I went to visit some friends before Christmas and one night we used a website to play poker at a bar without bringing betting chips to the bar (site gives you a unique URL for a room, people can join the room & choose a name, then lets you bet from your chip count & withdraw from the total pool if you win, & displays that info "live" to everyone, super simple & convenient!). The site was cool, but buggy as hell and laggy as hell and didn't really do what I thought it should do to make it easy to play poker, and I'm gonna build one for my friends and I to use that works the way I think it should. Phoenix w/ LiveView (especially running on fly) is the _perfect_ set of tools to use to build it, and this ref app will be really helpful for me.
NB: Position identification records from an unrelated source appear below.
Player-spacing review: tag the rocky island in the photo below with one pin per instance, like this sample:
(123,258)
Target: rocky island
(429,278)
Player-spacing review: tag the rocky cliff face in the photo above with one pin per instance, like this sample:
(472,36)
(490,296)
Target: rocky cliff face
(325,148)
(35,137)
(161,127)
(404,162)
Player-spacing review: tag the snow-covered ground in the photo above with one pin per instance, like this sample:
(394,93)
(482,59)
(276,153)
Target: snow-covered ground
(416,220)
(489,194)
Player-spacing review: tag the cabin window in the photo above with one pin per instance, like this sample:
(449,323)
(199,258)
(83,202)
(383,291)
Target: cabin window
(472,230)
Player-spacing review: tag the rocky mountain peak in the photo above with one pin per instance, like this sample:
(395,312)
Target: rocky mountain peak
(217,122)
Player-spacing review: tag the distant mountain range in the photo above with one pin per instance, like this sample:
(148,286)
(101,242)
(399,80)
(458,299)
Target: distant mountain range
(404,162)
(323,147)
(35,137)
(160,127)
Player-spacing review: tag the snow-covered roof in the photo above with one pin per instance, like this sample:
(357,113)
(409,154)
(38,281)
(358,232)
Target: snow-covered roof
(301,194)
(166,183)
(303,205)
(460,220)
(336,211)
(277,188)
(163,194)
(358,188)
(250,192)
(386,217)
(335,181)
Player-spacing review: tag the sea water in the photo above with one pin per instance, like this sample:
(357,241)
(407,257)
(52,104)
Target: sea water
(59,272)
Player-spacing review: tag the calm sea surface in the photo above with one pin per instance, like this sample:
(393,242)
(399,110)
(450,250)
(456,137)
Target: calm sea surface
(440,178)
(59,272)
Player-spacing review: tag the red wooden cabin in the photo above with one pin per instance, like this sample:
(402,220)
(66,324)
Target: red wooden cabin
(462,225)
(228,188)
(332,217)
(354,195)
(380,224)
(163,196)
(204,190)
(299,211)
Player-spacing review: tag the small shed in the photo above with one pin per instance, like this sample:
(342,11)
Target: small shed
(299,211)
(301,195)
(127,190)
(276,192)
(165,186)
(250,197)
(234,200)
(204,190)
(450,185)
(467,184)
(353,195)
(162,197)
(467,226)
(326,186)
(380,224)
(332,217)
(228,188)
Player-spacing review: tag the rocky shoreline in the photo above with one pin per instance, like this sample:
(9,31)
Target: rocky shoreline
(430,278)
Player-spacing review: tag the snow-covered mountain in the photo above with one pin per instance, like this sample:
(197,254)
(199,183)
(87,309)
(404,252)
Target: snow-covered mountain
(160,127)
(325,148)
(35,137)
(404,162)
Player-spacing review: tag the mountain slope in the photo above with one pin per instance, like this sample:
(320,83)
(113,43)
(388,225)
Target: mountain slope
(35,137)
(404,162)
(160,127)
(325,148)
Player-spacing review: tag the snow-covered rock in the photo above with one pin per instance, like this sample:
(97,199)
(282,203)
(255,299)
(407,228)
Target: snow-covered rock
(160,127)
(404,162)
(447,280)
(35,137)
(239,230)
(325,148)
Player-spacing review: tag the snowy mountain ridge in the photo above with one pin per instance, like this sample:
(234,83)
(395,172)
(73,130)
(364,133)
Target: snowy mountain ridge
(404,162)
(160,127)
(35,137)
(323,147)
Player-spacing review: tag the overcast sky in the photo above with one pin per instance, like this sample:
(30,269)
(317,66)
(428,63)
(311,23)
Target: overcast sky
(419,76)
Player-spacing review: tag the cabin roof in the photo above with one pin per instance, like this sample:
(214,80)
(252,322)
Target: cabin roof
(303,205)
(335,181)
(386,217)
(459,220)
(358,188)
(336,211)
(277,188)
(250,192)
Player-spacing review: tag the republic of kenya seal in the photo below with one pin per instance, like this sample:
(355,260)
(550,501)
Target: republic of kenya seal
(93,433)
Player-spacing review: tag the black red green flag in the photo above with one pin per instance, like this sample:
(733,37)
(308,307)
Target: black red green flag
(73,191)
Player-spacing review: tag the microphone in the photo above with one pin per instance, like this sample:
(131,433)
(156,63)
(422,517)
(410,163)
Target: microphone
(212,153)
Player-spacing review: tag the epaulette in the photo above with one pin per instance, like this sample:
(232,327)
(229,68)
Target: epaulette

Appreciate it!
With esbuild and tailwind as easy to install hex libraries, and phoenix_live_view 0.17's new JS module, you can get pretty far without having to get into npm at all! And of course, if you need to use, e.g., react, you can always start using it and the full npm ecosystem like the "bad old days", but it's nice to not have to reach for it immediately.
edit: Having just now watched the video, I'm pretty blown away! Very cool, and very impressive that you can do this without a full-on SPA.
If I were tasked with building an app with a similar feature set in another language or runtime Id have to bring in a whole set of technologies and infrastructure that would make it challenging. The killer feature of Elixir (and Phoenix/LiveView) is not just that you can do all this in the same app writing backend code, its that the scalabilty characteristics of the runtime mean that you can push it really far once you are live.
Im excited to read through some of the codebase as a good example of a LiveView app.
And the blog posts that the Fly team puts out on Elixir/Phoenix is just awesome. All that remains is just finding a project to try it out!
People are often afraid about the latency but I must say although visitors from all over the world used it I got no feedback about any lag.
I'm looking into their code how the flash is displayed as a toast notification that auto close after a while, as I kind of couldn't think of a simple solution to do that.